夏天总算是平安无事地过去了。李承乾心里松了一口气,母后没有像历史上那样,患上重病,身体比起以前还好了不少。
只要母后在…即使自己没那么出彩,太子之位不会有什么危险。
今天,李承乾和李泰一同去给长孙皇后请安。
“哎呦喂——噗通!”
一个干脆利落的屁股墩。
李泰一个没站稳,疼得龇牙咧嘴,圆脸憋得通红,丢人丢到姥姥家了。
李承乾心里憋笑,却装作面无表情地把他从地上薅起来,入手那沉甸甸的份量,让他心头警铃大作。
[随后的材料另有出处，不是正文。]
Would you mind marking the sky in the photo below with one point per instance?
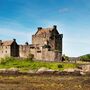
(20, 18)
史书上那句冰冷的“魏王泰腰腹洪大,趋拜稍难”跟魔咒似的在脑子里立体声循环播放。
这才十四啊!
再胖下去,贞观十七年真得八个壮汉把他“滚”上朝堂了。母后刚喘口气,可经不起再为这肉墩子糟心。
“四弟啊,”李承乾的语气沉重得像在宣布国丧,一边拍灰一边语重心长,“你看这台阶是不是在提醒咱们,青春年少,贵在矫健,最忌…横向发展?”
李泰委屈得泪花在眼眶里打转,“大兄,是这台阶欺人太甚,太高,太陡!一点不懂体恤!”
“哦?”李承乾挑眉,慢条斯理地弹了弹李泰袍袖上并不存在的灰,“那你想让工部给你定制个滑梯,方便一泻千里滚下殿?还是干脆去求父皇,给你批个‘亲王步辇’,再配四个‘滚圆抬夫’?”他故意加重了“滚”字。
“辇……步辇?抬夫?”李泰瞬间脑补出自己被四个小黄门吭哧吭哧、像抬祭品似的抬上丹陛的社死现场,大臣们眼神各异……吓得他一个激灵,脸都绿了。“不。不行。绝对不行!有辱斯文,丢了皇家的脸!”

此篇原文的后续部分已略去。